Delisle c. R., 2010 QCCA 491 (CanLII)
[Défaut de témoigner] Le défaut de la personne accusée, ou de son conjoint, de témoigner ne peut faire le sujet de commentaires par le juge ou par l'avocat du poursuivant.
[106] Dans l'arrêt R. c. Noble, 1997 CanLII 388 (C.S.C.), [1997] 1 R.C.S. 874, paragr. 97, la Cour suprême confirme que cette interdiction vise à faire en sorte que ni le tribunal ni le poursuivant ne puissent attirer injustement l’attention sur le silence de l’accusé. Le juge Sopinka reprend ainsi la règle :
[97] Sur un point connexe, j’ajouterai que ni le par. 4(6) ni l’analyse faite jusqu’ici n’ont pour effet d’empêcher le juge du procès de dire aux jurés que la preuve concernant une question particulière n’a pas été contredite. En pareille circonstance, le juge ne donne pas instruction au jury de tenir compte du défaut de témoigner de l’accusé en tant que tel, mais il leur dit plutôt simplement de prendre note du fait qu’il n’a été présenté aucun élément de preuve contredisant un point particulier. Le juge n’invite pas les jurés à considérer le silence de l’accusé comme un élément de preuve dont il faut apprécier la force probante, mais il leur indique plutôt qu’ils n’ont pas à conjecturer sur quelque élément de preuve contradictoire possible qui n’a pas été présenté. Le paragraphe 4(6) empêche le juge du procès d’aller plus loin et de dire au jury de tenir compte en particulier du défaut de l’accusé de présenter une preuve contradictoire. De plus, en raison du droit de garder le silence et de la présomption d’innocence, le juge du procès ne peut pas, en tant que juge des faits, accorder d’importance particulière au fait que l’accusé n’a pas présenté de preuve contradictoire. Toutefois, il est permis de signaler, comme moyen d’apprécier la preuve, que la preuve sur un point particulier n’a pas été contredite; le juge des faits n’a pas à conjecturer sur des éléments de preuve contradictoires qui ne lui ont pas été présentés.

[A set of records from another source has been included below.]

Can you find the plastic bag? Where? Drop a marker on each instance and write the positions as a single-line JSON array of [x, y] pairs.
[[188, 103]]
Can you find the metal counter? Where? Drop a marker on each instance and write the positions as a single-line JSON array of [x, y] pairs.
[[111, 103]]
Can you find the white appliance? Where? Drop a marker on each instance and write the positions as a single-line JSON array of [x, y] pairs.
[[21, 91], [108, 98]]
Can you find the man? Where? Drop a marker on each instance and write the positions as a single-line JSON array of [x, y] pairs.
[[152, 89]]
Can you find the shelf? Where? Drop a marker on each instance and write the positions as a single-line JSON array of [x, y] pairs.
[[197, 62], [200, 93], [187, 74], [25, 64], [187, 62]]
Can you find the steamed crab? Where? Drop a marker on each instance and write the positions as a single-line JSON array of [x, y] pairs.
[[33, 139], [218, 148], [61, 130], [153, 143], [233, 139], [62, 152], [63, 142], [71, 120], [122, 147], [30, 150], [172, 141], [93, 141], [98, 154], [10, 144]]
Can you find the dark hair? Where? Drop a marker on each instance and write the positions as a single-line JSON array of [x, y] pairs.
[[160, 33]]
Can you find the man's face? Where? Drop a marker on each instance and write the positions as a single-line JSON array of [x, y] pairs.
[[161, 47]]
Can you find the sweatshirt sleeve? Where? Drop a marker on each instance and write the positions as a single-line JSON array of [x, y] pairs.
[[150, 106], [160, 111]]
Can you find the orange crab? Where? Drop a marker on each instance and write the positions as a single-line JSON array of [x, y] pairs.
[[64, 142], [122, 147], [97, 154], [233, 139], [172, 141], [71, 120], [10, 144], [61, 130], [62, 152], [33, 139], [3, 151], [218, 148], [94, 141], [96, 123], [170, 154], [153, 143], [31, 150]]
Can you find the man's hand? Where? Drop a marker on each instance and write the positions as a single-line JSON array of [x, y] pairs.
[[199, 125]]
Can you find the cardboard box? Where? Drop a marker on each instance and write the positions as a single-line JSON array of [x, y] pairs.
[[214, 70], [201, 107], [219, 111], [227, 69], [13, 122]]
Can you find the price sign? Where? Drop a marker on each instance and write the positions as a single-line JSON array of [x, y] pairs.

[107] Dans cette affaire, le juge du procès avait tenu compte du défaut de témoigner de l'accusé pour conclure à sa culpabilité, ce qui était clairement une erreur de droit : Noble, précité, paragr. 53.
[108] Plus récemment, notre Cour, sous la plume de la juge Thibault dans R. c. Devillers, 2005 QCCA 660 (CanLII), 2005 QCCA 660, a rappelé : « La Cour suprême est formelle : le droit de garder le silence et la présomption d’innocence interdisent la prise en compte du silence d’un accusé comme un complément de preuve permettant de conclure à sa culpabilité », (paragr. 74).
[109] Par ailleurs, le paragraphe 4(6) ne doit pas faire l'objet d'une interprétation littérale et exige « quelque chose de plus qu'une simple allusion en passant au fait qu'un accusé n'a pas témoigné au procès » : R. c. Potvin, 1989 CanLII 130 (C.S.C.), [1989] 1 R.C.S. 525, p. 558.